Coffee growers in Brazil, the world’s largest producer of the commodity, are holding back beans as prices continue to fall, limiting the volume of trades, according to brokers Flavour Coffee and Cazarini Trading Co.
Arabica coffee futures traded in New York have fallen 33 percent so far this year partly because of a bigger crop in Brazil and rising stockpiles. The commodity is the worst performer in the Standard & Poor’s GSCI index of 24 raw materials. Coffee inventories in warehouses monitored by ICE Futures U.S. stood at 2.43 million bags, the highest since April 2010, exchange data on Bloomberg showed.
“Current falling prices are keeping producers and cooperatives aside of the market,” Flavour Coffee said in a report e-mailed yesterday. “Much less volume is being offered.”
Exporters are also not buying as the price offered by producers would mean a loss for them, Flavour Coffee said. The discount being given by producers for their beans is still not low enough to attract new sales, Thiago Cazarini, a broker at Cazarini Trading in Varginha, Brazil, said in a report e-mailed yesterday. Varginha is in Minas Gerais, Brazil’s biggest arabica-producing state.

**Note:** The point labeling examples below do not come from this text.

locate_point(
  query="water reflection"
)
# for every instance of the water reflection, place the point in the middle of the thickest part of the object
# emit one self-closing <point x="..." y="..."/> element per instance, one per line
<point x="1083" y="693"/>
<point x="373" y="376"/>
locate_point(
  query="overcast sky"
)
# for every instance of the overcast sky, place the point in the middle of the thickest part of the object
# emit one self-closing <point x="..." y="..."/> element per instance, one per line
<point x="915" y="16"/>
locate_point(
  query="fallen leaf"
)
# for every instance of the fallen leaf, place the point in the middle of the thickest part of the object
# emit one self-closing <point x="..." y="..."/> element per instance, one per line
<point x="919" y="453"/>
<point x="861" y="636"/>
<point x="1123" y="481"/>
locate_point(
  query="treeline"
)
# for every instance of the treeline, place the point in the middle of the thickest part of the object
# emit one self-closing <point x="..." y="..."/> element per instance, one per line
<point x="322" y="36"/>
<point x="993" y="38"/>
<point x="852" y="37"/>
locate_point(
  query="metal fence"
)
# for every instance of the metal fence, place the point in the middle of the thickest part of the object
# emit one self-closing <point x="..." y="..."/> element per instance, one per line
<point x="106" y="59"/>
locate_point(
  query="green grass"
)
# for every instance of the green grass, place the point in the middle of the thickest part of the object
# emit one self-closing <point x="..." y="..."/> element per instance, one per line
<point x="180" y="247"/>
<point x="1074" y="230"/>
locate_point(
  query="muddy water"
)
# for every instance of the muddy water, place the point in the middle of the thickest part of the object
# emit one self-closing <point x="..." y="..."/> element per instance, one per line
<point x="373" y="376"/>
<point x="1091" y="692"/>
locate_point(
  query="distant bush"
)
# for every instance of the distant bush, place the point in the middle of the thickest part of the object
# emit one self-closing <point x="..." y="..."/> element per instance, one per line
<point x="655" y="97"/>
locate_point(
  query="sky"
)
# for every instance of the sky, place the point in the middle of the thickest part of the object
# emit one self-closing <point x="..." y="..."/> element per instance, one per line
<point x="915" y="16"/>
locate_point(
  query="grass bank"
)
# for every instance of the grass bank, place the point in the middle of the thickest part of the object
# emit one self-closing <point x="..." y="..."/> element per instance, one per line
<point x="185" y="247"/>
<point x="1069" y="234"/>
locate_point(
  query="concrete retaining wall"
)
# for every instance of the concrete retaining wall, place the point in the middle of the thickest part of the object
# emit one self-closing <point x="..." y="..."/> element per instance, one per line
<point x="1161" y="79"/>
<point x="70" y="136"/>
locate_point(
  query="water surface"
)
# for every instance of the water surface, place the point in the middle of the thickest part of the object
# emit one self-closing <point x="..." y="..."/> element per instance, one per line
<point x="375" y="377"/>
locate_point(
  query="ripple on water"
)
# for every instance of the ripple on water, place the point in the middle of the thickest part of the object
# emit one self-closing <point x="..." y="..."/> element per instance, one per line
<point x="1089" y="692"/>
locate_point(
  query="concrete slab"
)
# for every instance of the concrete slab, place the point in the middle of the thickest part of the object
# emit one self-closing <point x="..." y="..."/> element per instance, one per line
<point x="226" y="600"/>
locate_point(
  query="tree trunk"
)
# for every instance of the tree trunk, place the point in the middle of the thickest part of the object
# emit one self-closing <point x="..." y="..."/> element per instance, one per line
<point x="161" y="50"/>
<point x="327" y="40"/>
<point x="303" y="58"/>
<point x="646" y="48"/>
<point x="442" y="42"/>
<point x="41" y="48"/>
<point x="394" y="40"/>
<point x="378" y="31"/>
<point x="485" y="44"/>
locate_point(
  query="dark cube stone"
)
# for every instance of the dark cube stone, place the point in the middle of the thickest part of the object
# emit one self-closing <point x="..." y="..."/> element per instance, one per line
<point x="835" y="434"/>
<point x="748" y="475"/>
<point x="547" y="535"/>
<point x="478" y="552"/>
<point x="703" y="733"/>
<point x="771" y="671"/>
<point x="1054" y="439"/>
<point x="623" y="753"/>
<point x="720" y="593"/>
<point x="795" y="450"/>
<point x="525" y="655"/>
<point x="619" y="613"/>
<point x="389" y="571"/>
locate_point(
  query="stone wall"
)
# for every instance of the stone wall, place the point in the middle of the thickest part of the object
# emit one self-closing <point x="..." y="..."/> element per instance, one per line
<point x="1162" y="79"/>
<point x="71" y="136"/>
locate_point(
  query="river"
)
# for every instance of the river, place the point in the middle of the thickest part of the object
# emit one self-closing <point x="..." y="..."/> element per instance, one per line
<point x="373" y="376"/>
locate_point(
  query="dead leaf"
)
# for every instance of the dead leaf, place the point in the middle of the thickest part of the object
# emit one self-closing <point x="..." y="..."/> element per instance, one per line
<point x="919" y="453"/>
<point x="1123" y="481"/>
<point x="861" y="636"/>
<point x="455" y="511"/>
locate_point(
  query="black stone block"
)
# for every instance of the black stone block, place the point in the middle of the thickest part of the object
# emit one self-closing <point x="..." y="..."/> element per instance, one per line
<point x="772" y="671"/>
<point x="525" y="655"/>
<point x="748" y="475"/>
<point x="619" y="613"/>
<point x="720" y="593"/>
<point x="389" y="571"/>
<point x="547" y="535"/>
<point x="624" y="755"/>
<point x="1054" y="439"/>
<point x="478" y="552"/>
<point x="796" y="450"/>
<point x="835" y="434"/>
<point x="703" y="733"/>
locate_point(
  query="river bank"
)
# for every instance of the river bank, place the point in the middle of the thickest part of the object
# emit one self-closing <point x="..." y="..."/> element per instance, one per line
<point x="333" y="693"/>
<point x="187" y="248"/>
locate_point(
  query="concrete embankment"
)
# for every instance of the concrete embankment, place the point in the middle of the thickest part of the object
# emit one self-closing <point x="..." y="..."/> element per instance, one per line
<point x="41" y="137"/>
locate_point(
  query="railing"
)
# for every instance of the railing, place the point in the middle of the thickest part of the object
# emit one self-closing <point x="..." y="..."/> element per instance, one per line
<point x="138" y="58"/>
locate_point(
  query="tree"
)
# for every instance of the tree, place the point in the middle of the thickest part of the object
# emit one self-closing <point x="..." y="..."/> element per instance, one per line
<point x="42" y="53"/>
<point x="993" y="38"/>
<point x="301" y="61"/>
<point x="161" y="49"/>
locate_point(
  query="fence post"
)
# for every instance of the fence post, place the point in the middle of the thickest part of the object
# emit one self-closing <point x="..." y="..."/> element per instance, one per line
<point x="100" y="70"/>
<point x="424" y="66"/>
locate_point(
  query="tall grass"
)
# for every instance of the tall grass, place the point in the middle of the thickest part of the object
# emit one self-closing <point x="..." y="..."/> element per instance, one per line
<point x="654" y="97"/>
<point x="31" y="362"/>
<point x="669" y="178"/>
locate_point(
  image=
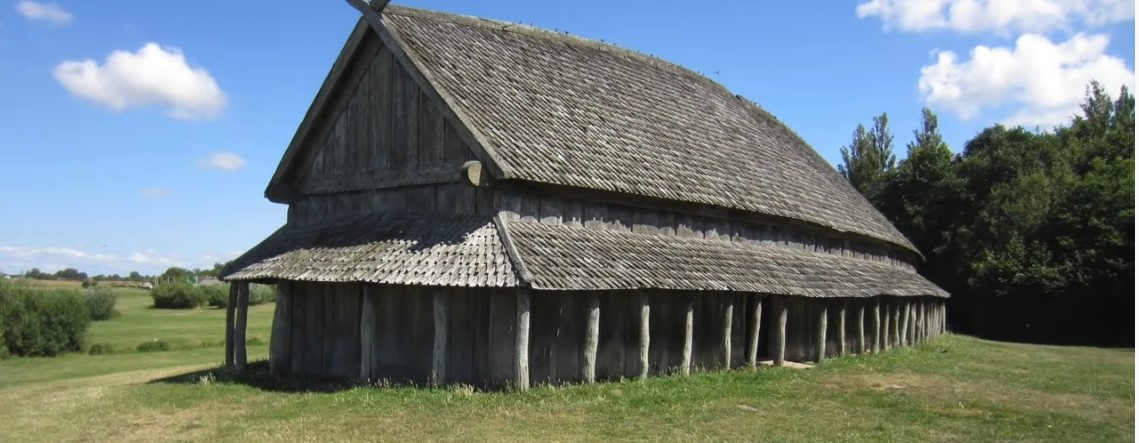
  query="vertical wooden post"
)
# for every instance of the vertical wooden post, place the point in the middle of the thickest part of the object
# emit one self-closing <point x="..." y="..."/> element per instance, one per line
<point x="753" y="344"/>
<point x="686" y="354"/>
<point x="243" y="313"/>
<point x="842" y="328"/>
<point x="780" y="328"/>
<point x="895" y="323"/>
<point x="727" y="330"/>
<point x="644" y="309"/>
<point x="592" y="328"/>
<point x="877" y="325"/>
<point x="367" y="331"/>
<point x="439" y="352"/>
<point x="820" y="347"/>
<point x="906" y="322"/>
<point x="230" y="317"/>
<point x="279" y="350"/>
<point x="861" y="326"/>
<point x="522" y="341"/>
<point x="885" y="323"/>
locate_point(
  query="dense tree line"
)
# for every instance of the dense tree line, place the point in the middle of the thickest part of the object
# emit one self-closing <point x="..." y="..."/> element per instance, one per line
<point x="1031" y="231"/>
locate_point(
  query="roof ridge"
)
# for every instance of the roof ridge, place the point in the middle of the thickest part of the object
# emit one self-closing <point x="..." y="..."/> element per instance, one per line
<point x="545" y="33"/>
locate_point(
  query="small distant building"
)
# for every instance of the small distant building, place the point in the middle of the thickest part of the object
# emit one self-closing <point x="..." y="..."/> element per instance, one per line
<point x="492" y="204"/>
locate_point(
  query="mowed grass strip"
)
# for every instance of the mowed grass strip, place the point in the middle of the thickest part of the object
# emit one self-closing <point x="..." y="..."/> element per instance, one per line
<point x="202" y="327"/>
<point x="955" y="388"/>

“Differentials remain firm and it has been very hard, more than before, to add new sales to the books,” Cazarini said, referring to a discount or a premium paid to obtain physical coffee in relation to the price on the futures market.
Fine-cup arabica coffee beans from Brazil were trading at a discount of 8 cents a pound to the price on ICE, unchanged from the previous week, according to Flavour Coffee data. Good-cup quality coffee was at a discount of 19 cents a pound, compared with 18 cents a pound last week. Fine-cup beans are usually more expensive because of their taste profile.
Robusta Premium
Conillons, as Brazilian robusta beans are known, were at a premium of 18 cents a pound ($397 a metric ton) to the price on the NYSE Liffe exchange in London, up from 15 cents a pound a week earlier, according to Flavour Coffee data.
Robusta coffee for January delivery slid 0.2 percent to $1,963 a ton by 10:09 a.m. in London. Arabica coffee for December delivery declined 0.1 percent to $1.512 a pound in New York.